Ah, mana mungkin Malaikat akan salah lempar, tapi
itukan jawaban bercanda dan sebagai penghibur bagi diri mereka sendiri. Tapi
yang jelas, Malaikat tidak akan pernah lalai dalam menjalankan tugasnya. Jadi
jangan berharap hal-hal semacam itu akan terjadi.
Berikud adalah Sifat-sifat malaikat yang diyakini oleh umat Islam:
- Selalu bertasbih siang dan malam tidak pernah berhenti.
- Suci dari sifat-sifat manusia dan jin, seperti hawa nafsu, lapar, sakit, makan, tidur, bercanda, berdebat, dan lainnya.
- Selalu takut dan taat kepada Allah.
- Tidak pernah maksiat dan selalu mengamalkan apa saja yang diperintahkan-Nya.
- Mempunyai sifat malu.
- Bisa terganggu dengan bau tidak sedap, anjing dan patung.
- Tidak makan dan minum.
- Mampu mengubah wujudnya.
- Memiliki kekuatan dan kecepatan cahaya.
Tapi kan meskipun aku masuk Neraka nanti, Nabi
Muhammad bisa memberi syafaat. (untuk syafaat Nabi Muhammad akan saya ulas di
pembahasan selanjutnya).

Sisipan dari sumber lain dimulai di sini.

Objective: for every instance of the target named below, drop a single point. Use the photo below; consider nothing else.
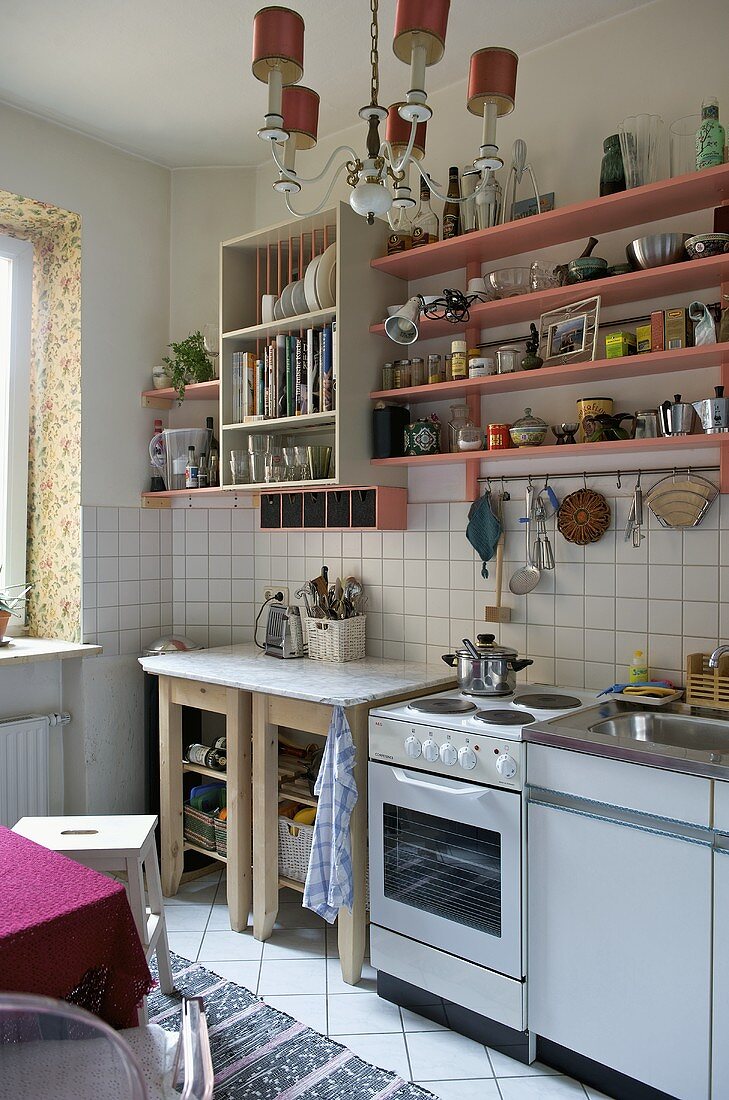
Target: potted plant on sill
(12, 600)
(189, 362)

Arti dari kalimat pertama diatas adalah, jika kita
tidak bisa masuk surga secara langsung, karena dosa terlalu banyak ataupun
kebaikan yang terlalu sedikit, maka jangan lama-lama dineraka atau jangan
terlalu banyak melakukan dosa yang menyebabkan lamanya menjadi penghuni neraka.
Sebagai perbandingan: Satu hari di akhirat sama dengan 1000 tahun di dunia.

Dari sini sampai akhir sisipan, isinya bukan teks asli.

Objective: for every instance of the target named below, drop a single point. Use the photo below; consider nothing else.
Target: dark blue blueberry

Dari Abu Hurairah, Rasulullah shallallahu ‘alaihi wa sallam bersabda:
يَدْخُلُ
فُقَرَاءُ الْمُؤْمِنِينَ الْجَنَّةَ قَبْلَ الأَغْنِيَاءِ بِنِصْفِ يَوْمٍ
خَمْسِمِائَةِ عَامٍ
“Orang beriman yang miskin akan masuk surga sebelum orang-orang kaya yaitu lebih dulu setengah hari yang sama dengan 500 tahun.” (HR. Ibnu Majah no. 4122 dan Tirmidzi no. 2353. Al Hafizh Abu Thohir mengatakan bahwa sanad hadits ini hasan)
Diterangkan dalam Tuhfatul Ahwadzi sebagai berikut.
Satu hari di akhirat sama dengan seribu hari di dunia. Sebagaimana yang Allah Ta’ala sebutkan,
وَإِنَّ
يَوْمًا عِنْدَ رَبِّكَ كَأَلْفِ سَنَةٍ مِمَّا تَعُدُّونَ
“Sesungguhnya sehari disisi Tuhanmu adalah seperti seribu tahun menurut
perhitunganmu.” (QS. Al Hajj: 47). Oleh karenanya, setengah hari di
akhirat sama dengan 500 tahun di dunia.Adapun firman Allah Ta’ala:
فِي
يَوْمٍ كَانَ مِقْدَارُهُ خَمْسِينَ أَلْفَ سَنَةٍ
“Dalam sehari yang kadarnya limapuluh ribu tahun” (QS. Al Ma’arij: 4). Ayat ini menunjukkan pengkhususan dari maksud umum yang sebelumnya disebutkan atau dipahami bahwa waktu tersebut begitu lama bagi orang-orang kafir. Itulah kesulitan yang dihadapi orang-orang kafir,
فَإِذَا
نُقِرَ فِي النَّاقُورِ (8) فَذَلِكَ يَوْمَئِذٍ يَوْمٌ عَسِيرٌ (9) عَلَى
الْكَافِرِينَ غَيْرُ يَسِيرٍ (10)
“Apabila ditiup sangkakala, maka waktu itu adalah waktu (datangnya) hari yang sulit, bagi orang-orang kafir lagi tidak mudah.” (QS. Al Mudatsir: 8-10).
Tapi jika kita bisa masuk Surga secara langsung,
kenapa kita harus mampir dulu dineraka?